Él por el contrario, tras haberse abrochado el cinturón volvió a mirar por la ventana. Eran los momentos que más le gustaban. Ver cómo el avión iba poco a poco perdiendo altitud casi sin darse cuenta le emocionaba y a la vez siempre le traía una especie de miedo escénico a la realidad de encontrarse tan lejos de Madrid, de su vida, de su mundo, de su casa y de sus costumbres. Pero aquel viaje era diferente, iba con Anna, estaba cumpliendo un sueño, o eso mismo creía él, se sentía ilusionado por pasar tanto los últimos días del año que ya estaba muriendo, como los primeros del año que nacería en unas cuantas horas en Viena. Muchas cosas se le pasaban por la cabeza mientras veía por la ventanilla el Palacio de Schonbrunn, quieto, estático y majestuoso como un gran lingote de oro puesto en medio de una gran alfombra verde, rodeado de jardines bien cuidados de formas geométricas fantasiosas dignas de emperadores. Muchos eran los planes que tenía en mente para esos días en Viena. Quería hacer muchas cosas con Anna y eso le generaba tanto ilusión como miedo y vértigo.

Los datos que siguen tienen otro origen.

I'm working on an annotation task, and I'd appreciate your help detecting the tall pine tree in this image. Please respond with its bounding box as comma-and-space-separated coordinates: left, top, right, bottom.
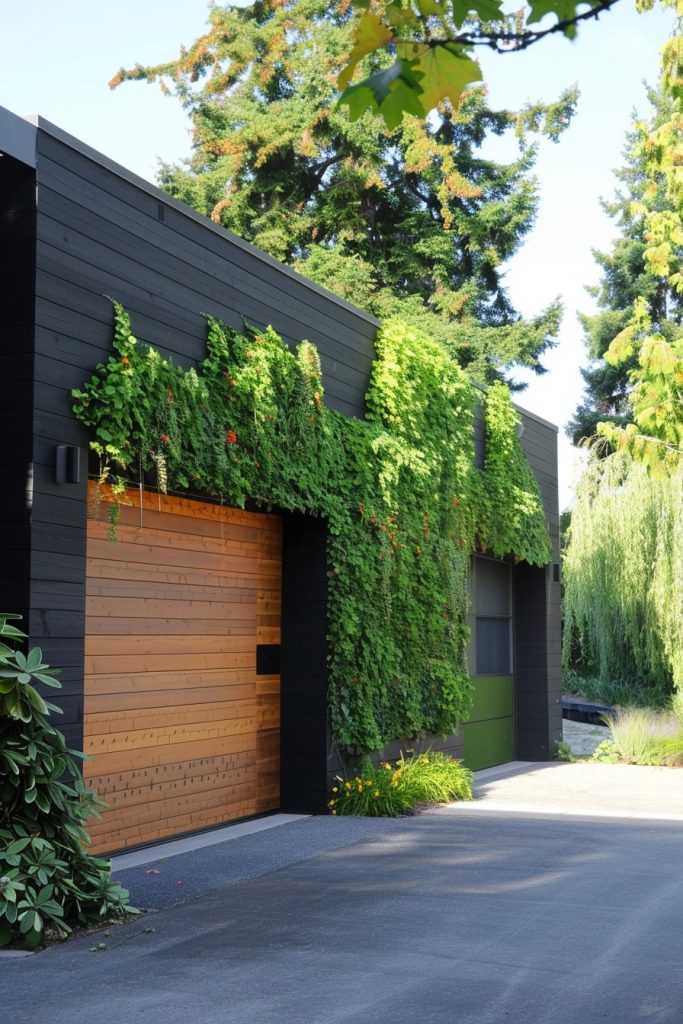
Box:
567, 82, 682, 443
112, 0, 575, 380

El piloto del avión anunció por megafonía que se disponían a tomar tierra en el aeropuerto de Viena. Él volvió a coger la mano de Anna para intentar tranquilizarla, ya que en los últimos minutos se había quedado muy callada y tranquila, muy inmóvil también totalmente recta en el asiento, con la cabeza apoyada en el reposacabezas y con los ojos cerrados. Él notaba su respiración algo más acelerada que de costumbre. Veía claramente como su pecho ascendía y descendía a medida que ella respirada hondo para intentar calmar sus nervios. Al notar la mano de él que le cogía la suya, Anna se dejó hacer y apretó firmemente la mano que venía en su ayuda en forma de apoyo. Los nervios, el miedo y la intranquilidad de ella contrastaban con el semblante de él. Desde siempre el momento del aterrizaje le había asombrado y entusiasmado. Siempre había sentido una grandísima curiosidad, nunca resuelta por otro lado, sobre el por qué un bicho tan grande de aluminio y acero podía volar de manera tan sutil e ingrávida superando y venciendo a la fuerza de la gravedad. Esa gran lucha entre el hombre y la naturaleza se veía claramente en el despegue y aterrizaje de los aviones.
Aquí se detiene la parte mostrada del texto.